The Federal Trade Commission Act was passed in 1914, creating the FTC as an enforcement body to regulate trade in the U.S., and the Clayton Act was also passed in 1914. The Clayton Act enhanced the Sherman Act, by prohibiting mergers and acquisitions that would create an uncompetitive environment, and by prohibiting interlocking directorships that would create a de facto monopoly, if not a de jure one (FTC, 2014).

Clayton Act cases are frequently the subject of antitrust action today, and firms are often forced to divest assets during a merger in order to received approval. Some other laws prescribe the terms of competition for companies. These laws are created to protect consumers. An example of such a law is the Robinson-Patman Act, which prohibits many forms of price discrimination (FTC, 2014, 2).

In particular, price discrimination that is intended to harm competitors is subject to restrictions under this act, so if price discrimination seems to target a specific industry sector where there is a competitor. There are other laws that fit within the scope of providing for fair, balanced and competitive practices, including some under trade laws, and in particular trade agreements. These can be subject to the specifics of a specific law, like NAFTA, but they include concepts like anti-dumping legislation.

The General Agreement on Trade & Tariffs of 1994, for example, prohibits dumping, which is selling in a foreign market below cost (OUSTR, 2014). While many laws such as the Sherman Act are largely domestic in nature, that has necessitated that there are specific laws written into international trade agreements to ensure competitive practices are followed in international trade as well. Such acts work either by providing specific dispute mechanisms or by applying pressure to the host government to curtain the anti-competitive activities of their companies. In general, these laws are effective.
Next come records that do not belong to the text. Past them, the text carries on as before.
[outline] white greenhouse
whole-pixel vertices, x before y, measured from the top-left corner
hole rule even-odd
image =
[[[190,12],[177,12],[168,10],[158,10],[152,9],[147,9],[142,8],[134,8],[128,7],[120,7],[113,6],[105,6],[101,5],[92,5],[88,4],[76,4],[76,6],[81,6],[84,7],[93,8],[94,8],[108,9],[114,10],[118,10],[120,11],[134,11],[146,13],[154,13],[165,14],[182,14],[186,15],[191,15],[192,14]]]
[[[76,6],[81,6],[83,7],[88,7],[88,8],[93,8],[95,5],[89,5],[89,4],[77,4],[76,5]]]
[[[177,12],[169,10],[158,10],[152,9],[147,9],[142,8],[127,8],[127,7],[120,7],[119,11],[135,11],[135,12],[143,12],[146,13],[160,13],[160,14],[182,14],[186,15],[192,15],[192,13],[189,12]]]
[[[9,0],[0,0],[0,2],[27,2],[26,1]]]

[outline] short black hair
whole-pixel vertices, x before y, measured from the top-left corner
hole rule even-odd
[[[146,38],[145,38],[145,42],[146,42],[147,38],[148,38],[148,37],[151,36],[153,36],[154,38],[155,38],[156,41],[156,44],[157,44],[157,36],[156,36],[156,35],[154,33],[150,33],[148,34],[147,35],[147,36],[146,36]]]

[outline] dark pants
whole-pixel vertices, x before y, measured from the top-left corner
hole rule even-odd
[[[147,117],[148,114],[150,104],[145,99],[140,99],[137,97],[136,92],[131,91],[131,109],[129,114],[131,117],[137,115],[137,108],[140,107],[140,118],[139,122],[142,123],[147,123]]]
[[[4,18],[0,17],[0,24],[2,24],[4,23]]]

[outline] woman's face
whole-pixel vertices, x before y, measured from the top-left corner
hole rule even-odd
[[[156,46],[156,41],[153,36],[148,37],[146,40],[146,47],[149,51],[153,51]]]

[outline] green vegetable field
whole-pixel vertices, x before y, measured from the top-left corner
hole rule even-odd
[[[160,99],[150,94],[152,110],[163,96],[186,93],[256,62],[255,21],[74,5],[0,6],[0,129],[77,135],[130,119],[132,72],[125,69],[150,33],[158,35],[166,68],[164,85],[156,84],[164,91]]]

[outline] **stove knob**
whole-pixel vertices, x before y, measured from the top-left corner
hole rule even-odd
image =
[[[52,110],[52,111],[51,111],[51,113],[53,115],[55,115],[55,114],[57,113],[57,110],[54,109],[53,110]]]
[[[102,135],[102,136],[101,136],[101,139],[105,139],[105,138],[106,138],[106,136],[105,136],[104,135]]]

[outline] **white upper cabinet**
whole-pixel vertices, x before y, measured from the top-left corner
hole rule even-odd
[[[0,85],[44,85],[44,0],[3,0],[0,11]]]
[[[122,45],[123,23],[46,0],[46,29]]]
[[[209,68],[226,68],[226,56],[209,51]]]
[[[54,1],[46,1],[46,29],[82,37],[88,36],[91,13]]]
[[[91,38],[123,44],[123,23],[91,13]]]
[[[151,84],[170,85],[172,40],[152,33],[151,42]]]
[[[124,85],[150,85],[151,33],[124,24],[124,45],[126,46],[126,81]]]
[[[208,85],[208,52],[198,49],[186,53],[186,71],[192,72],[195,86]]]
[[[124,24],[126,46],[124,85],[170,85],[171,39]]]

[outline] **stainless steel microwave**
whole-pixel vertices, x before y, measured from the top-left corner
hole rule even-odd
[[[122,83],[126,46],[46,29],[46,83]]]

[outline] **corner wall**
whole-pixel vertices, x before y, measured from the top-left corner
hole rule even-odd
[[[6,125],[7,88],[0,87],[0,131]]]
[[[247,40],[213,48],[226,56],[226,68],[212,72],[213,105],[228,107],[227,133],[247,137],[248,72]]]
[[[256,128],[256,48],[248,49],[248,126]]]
The Department of Justice and the Federal Trade Commission have been empowered to investigate, independently, allegations of unfair trade practice. They are able to initiate their own actions, and will often do this. The threat of such action is often enough to convince companies to steer clear of grey areas. An example of a recent action was with Apple and the e-book industry, where there was alleged collusion between Apple and several major book publishers to fix prices on e-books. Price fixing is generally seen an uncompetitive practice (Tibken, 2014).

The DoJ is often involved in merger and acquisition activity. It publishes merger guidelines that it offers to industry to ensure that mergers are done properly. They are subject to DoJ approval, so understanding the terms and conditions is important (DoJ, 2014). There are, however, not that many examples of a merger being rejected. Normally, the DoJ will instead work with companies to find ways to get the merger through, such as asset divestment. In terms of outputs, however, these laws have clearly been successful.

There are few monopolies in the U.S., and those that do exist tend to be natural monopolies. Trade policy has been oriented even to the breakup of alleged natural monopolies where possible, such as the phone company breakup and deregulation of airlines to reduce oligopoly trading in that industry. But having government agencies out there doing things is only one way to look at effectiveness -- they might well just be making themselves look busy.

So it is important to look at total outputs to determine whether these actions are having the net intended effect. This has made the U.S. one of the freest economies in the world. Consumers have choice in almost every market, something that has allowed for costs to stay down, as companies actively fight for market share. The robust U.S. economy, often.